I am just back from Como, Italy where I attended RecSys2017. It was great to meet all the people in person whose work I have been reading and whose presentations I have YouTubed. And more importantly, it was great to talk about my work and get it verified by people working on similar problems. I am in the legal content business now, and I have to admit that I didn’t find anybody who was having the same type of content as us, but it has some of the same types of challenges as for example news sites battle with. A large part of my reason going to a conference like the RecSys, is also to polish off the reasons why I do what I do. To meet so many geeks and discuss all the nerdy details is a great way to charge my motivation for doing it.
RecSys is an academic conference, where aspiring researchers come to show off their research, improving accuracy in predicting ratings on a narrow list of datasets. But it also has an industry track, where the industry comes to show off how they do recommender systems in practice. I think that both parts are great, only I would wish that research is a little bit more geared towards running them online, and the industry being a bit more technical. But it is a huge strength that both industry and academia are present.

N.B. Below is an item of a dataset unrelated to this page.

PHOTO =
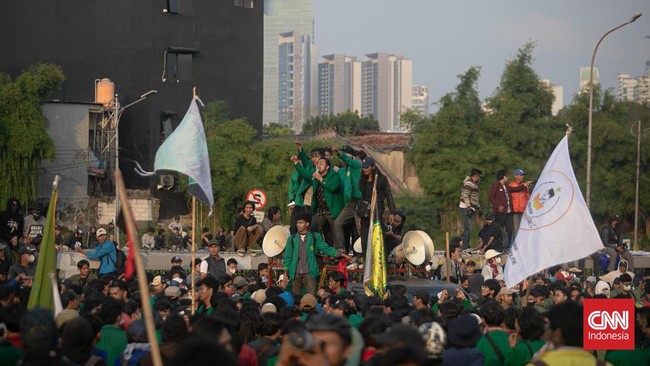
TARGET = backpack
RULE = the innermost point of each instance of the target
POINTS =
(120, 263)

And I hope that will continue.
At lunch, a group of us would meet under the trees of the beautiful Villa Erba, where we had lots of interesting talks about how we could make the research part more relevant for business’ – most of us being professionals. And we all agreed (stop me if I am wrong :)) it is a shame that all research is evaluated offline using metrics that most businesses (and researchers) actually agree that it doesn’t say anything about the quality of the recommender system. The result is that researchers are left with the task of optimizing machine learning algorithms using datasets, which are meant to be used for recommender systems, rather than actually doing recommender systems.
The metrics used are also a point to discuss because using precision and recall at K is not a good measurement of a recommendation, but it is the best that they/we have come up with. But if that is what we should measure the quality of research, and use it as a benchmark, we should also agree on the how to split the data into training and test set, how we should sort the ratings split by the users in the test set. I have seen several good talks at the conference about creating a framework for doing this, but it seems that it gets forgotten again as soon as the question round is finished.
Next year’s conference has a challenge sponsored by Spotify, which is great, and I look forward to playing with the data, I wish that they could also make a live service available for researchers to try out their algorithms live, and there by also focusing research on many of practical issues that are faced by a recommender systems engineer.
No matter what I hope to be there again at RecSys 2018.